Imágenes del aeropuerto donde se ve a Kim Jong-nam junto a una mujer
Imágenes del aeropuerto donde se ve a Kim Jong-nam junto a una mujer

Crisis entre Corea del Norte y Malasia por el asesinato de Kim Jong-nam

El régimen de Pyongyang, al que apuntan todas las sospechas, critica la investigación por no poder acceder a los detenidos ni a la autopsia

CORRESPONSAL EN PEKÍNActualizado:

El asesinato en Malasia de Kim Jong-nam, hermanastro mayor del dictador de Corea del Norte, Kim Jong-un, amenaza con aislar aún más al anacrónico régimen estalinista de Pyongyang, al que apuntan todas las sospechas. Así lo indican las detenciones de sospechosos y la investigación de la Policía malasia, que ha identificado a cuatro norcoreanos que huyeron del país el lunes de la semana pasada, el día que Kim Jong-nam fue envenenado en el aeropuerto de Kuala Lumpur.

Su muerte también está envenenando las relaciones entre Corea del Norte y Malasia, que se han enzarzado en un rifirrafe diplomático a cuenta de la investigación y la autopsia. Como las autoridades malasias no han permitido que los diplomáticos norcoreanos tengan acceso a los detenidos ni a la autopsia, el régimen de Pyongyang está criticando a los investigadores, que sospechan de su implicación en el crimen.

Airado por lo que parece ser una operación en su país de los servicios secretos norcoreanos, el Gobierno de Malasia ha llamado a consultas a su embajador en Pyongyang. Además, ha citado al embajador norcoreano en Malasia para «buscar una explicación», pero se ha encontrado con sus nuevas quejas.

«Ha pasado una semana desde el incidente y todavía no hay pruebas claras sobre las causas de la muerte. En este momento, no podemos confiar en la investigación de la Policía malasia pese a los resultados obtenidos», denunció el embajador de Corea del Norte, Kang Chol, ante los periodistas en Kuala Lumpur, informa la agencia Yonhap. Tras referirse a la víctima como Kim Chol, la identidad falsa con la que viajaba Kim Jong-nam, denunció que esta muerte había sido «politizada» y, con la habitual demagogia victimista del régimen, acusó a las autoridades de Malasia de actuar en connivencia con «fuerzas hostiles extranjeras». Unas críticas que el ministro de Exteriores malasio, Anifah Aman, consideró «profundamente insultantes» en un comunicado y atribuyó a los «delirios, mentiras y medias verdades» de los diplomáticos norcoreanos.

El cadáver

Pyongyang también ha pedido el cadáver de Kim Jong-nam, pero Malasia se niega a entregárselo hasta concluir la autopsia, cuyos resultados podrían conocerse este miércoles.
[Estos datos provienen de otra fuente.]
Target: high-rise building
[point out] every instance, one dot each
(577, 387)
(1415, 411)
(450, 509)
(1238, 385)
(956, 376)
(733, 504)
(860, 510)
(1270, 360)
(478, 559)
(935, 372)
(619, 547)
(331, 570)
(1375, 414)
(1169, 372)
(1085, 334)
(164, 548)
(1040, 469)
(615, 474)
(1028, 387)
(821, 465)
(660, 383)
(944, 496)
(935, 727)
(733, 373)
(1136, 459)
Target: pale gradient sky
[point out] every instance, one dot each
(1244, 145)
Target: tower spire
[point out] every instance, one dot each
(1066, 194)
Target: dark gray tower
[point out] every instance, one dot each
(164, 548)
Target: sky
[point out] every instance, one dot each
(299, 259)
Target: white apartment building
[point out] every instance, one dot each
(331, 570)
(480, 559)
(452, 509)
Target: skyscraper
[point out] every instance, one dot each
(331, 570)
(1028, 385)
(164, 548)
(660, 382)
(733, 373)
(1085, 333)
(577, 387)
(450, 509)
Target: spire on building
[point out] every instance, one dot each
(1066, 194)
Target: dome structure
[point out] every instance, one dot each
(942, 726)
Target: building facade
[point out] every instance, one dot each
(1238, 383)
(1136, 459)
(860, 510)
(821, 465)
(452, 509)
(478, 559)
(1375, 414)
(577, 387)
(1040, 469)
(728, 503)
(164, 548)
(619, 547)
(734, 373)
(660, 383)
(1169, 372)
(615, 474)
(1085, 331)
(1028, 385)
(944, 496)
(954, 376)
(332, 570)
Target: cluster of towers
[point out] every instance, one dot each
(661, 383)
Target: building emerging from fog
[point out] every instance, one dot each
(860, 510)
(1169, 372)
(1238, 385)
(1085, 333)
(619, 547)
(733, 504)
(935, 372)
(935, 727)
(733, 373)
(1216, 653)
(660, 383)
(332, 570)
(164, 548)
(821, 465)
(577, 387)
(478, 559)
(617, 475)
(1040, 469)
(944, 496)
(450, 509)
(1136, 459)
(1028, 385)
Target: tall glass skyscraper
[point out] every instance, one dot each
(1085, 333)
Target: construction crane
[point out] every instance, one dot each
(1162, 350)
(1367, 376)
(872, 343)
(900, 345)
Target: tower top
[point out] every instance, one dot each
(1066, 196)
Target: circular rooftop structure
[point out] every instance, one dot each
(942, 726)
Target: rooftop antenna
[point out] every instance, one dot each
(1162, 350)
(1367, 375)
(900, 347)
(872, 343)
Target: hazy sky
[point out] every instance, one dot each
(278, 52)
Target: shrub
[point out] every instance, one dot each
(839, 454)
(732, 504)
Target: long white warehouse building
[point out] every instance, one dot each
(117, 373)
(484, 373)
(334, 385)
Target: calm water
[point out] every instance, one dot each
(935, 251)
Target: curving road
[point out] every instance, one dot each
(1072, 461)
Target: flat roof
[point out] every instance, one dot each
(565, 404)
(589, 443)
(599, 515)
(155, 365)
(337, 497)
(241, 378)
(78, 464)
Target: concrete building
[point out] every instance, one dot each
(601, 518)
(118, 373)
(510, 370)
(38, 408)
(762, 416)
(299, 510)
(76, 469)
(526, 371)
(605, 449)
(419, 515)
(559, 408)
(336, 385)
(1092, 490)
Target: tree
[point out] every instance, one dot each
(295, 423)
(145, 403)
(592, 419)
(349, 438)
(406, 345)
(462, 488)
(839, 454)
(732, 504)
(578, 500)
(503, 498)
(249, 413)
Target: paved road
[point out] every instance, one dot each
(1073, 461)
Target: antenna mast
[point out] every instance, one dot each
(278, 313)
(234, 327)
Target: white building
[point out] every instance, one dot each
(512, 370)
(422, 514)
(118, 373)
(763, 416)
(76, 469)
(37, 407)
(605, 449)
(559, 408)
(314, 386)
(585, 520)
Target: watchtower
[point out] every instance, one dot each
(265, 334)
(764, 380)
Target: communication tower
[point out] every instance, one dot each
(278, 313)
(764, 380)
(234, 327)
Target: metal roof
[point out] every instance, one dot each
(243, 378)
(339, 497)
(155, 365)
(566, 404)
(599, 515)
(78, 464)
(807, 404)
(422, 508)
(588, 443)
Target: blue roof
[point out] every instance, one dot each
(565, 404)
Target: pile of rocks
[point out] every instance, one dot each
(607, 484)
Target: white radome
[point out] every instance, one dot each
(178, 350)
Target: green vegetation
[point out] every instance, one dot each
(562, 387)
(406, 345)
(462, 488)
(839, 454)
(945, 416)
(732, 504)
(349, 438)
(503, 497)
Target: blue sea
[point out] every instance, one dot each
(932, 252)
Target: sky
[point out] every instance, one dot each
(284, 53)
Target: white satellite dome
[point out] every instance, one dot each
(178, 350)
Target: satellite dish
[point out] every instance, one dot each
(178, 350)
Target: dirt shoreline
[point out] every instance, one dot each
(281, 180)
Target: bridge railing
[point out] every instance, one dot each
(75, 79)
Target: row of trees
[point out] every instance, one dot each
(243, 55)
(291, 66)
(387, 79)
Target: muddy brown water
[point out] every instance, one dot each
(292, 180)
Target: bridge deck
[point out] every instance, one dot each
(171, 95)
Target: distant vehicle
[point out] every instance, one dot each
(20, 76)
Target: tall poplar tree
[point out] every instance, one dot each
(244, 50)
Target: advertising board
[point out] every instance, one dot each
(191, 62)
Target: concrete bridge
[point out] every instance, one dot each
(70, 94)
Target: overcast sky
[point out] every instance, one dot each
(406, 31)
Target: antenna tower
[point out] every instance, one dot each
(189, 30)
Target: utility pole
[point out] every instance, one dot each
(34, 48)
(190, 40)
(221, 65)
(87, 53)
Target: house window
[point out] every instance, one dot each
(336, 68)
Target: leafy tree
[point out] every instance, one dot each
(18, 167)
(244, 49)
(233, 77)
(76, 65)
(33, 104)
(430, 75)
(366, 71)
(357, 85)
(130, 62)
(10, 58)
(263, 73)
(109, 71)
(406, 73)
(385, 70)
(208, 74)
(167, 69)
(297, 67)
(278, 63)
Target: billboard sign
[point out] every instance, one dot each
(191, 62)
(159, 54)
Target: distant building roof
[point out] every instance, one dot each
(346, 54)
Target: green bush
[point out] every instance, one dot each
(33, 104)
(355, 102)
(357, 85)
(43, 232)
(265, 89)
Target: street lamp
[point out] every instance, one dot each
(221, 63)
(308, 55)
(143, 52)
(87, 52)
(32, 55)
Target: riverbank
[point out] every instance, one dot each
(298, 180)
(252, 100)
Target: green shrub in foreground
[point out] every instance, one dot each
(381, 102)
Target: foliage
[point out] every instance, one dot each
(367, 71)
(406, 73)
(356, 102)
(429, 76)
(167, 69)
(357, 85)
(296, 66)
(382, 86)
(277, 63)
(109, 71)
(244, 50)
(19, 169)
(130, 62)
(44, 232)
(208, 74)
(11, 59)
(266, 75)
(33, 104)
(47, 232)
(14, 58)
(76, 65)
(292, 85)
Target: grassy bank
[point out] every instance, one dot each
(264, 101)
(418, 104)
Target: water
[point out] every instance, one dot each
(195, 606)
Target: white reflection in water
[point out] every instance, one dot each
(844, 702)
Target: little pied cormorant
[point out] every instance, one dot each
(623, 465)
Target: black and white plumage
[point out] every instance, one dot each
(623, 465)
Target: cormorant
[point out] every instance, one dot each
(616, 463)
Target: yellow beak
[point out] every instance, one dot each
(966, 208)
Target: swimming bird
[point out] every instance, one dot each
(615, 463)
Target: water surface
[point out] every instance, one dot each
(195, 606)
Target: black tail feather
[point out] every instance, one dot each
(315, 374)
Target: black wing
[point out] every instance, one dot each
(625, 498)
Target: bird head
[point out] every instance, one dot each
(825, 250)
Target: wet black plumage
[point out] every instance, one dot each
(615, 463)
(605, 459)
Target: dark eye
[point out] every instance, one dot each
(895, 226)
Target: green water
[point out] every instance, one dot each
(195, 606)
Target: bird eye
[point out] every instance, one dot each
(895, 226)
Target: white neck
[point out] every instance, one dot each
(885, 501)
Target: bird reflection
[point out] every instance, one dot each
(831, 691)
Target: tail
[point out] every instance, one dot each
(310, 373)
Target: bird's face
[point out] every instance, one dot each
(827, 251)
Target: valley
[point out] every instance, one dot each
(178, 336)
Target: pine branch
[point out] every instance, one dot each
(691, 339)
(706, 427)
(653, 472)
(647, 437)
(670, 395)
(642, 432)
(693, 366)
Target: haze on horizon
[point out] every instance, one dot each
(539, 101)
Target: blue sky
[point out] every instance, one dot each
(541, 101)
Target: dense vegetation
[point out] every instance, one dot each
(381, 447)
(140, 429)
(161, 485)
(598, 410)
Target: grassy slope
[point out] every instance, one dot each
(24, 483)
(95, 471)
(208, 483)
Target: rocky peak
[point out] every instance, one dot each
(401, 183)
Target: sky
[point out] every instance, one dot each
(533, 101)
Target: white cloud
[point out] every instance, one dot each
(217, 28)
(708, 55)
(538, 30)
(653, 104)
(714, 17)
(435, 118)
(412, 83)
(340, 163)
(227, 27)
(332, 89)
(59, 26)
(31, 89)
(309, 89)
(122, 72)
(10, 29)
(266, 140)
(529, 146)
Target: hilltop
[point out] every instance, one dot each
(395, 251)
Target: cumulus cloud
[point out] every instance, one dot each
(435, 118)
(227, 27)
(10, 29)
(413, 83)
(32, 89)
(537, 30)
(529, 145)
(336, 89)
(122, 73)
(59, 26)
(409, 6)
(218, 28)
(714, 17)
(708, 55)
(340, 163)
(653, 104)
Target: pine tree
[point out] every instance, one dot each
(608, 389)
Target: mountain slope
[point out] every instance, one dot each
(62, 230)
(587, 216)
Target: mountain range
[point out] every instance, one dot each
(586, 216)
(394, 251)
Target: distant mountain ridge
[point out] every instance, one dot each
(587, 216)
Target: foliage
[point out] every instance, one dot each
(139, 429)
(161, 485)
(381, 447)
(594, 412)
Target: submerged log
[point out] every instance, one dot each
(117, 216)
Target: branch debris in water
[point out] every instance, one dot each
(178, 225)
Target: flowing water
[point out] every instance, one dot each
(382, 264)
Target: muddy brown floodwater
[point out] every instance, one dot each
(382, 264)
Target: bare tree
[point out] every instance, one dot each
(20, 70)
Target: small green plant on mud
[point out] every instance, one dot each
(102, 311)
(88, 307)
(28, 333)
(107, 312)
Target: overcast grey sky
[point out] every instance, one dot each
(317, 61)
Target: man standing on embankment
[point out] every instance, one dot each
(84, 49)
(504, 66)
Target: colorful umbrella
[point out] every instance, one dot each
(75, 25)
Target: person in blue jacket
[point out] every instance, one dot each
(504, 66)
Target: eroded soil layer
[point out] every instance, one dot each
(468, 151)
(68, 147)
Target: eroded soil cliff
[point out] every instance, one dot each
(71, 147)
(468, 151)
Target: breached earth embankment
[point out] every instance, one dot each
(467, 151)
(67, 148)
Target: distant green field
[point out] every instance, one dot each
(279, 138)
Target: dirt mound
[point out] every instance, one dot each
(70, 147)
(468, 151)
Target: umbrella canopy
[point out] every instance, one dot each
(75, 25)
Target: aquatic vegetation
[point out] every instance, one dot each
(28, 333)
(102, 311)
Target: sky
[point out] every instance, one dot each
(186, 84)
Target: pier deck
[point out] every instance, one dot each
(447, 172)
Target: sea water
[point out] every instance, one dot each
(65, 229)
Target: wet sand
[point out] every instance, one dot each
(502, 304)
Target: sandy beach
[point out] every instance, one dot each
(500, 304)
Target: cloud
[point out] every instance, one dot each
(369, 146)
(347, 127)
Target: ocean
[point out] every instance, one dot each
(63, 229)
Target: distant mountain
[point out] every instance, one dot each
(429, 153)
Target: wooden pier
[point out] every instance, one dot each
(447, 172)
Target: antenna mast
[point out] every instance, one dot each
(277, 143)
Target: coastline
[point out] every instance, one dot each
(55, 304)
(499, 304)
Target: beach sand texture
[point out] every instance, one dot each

Hasta entonces, no se sabrá con exactitud qué veneno mató a Kim Jong-nam, quien fue abordado por una de las mujeres detenidas, una indonesia, mientras la otra, que tenía un pasaporte vietnamita y vestía una camiseta blanca con las letras «LOL» en el pecho, se le acercaba por la espalda y le rociaba la cara con un líquido. Tal y como informan los medios malasios, la mujer indonesia ha contado a la Policía que se prestó a participar en este extraño episodio porque pensó que se trataba de una broma para la televisión.

Además, los forenses quieren cotejar el ADN de Kim Jong-nam con el de alguno de sus familiares, que debería desplazarse hasta Kuala Lumpur. Por su seguridad, tanto su primera esposa como la segunda y sus hijos se hallan viviendo en China bajo la protección de sus autoridades. A la espera de hacer estas pruebas, el Gobierno de Malasia ya ha dicho que solo entregará el cadáver a la Embajada norcoreana si ningún pariente lo reclama en dos semanas.

Kim Jong-nam, primogénito del anterior dictador de Corea del Norte, el «Querido Líder» Kim Jong-il, sonó durante una época como su heredero, pero cayó en desgracia y su padre escogió como sucesor a su hijo menor, Kim Jong-un, que había tenido con otra mujer. Como Kim Jong-nam vivía en Macao protegido por el régimen chino, su muerte también está enturbiando las relaciones de Corea del Norte con Pekín, el único aliado que la queda. Buena prueba de ello es que China ha suspendido todas sus importaciones de carbón norcoreano para este año, lo que no parece casual.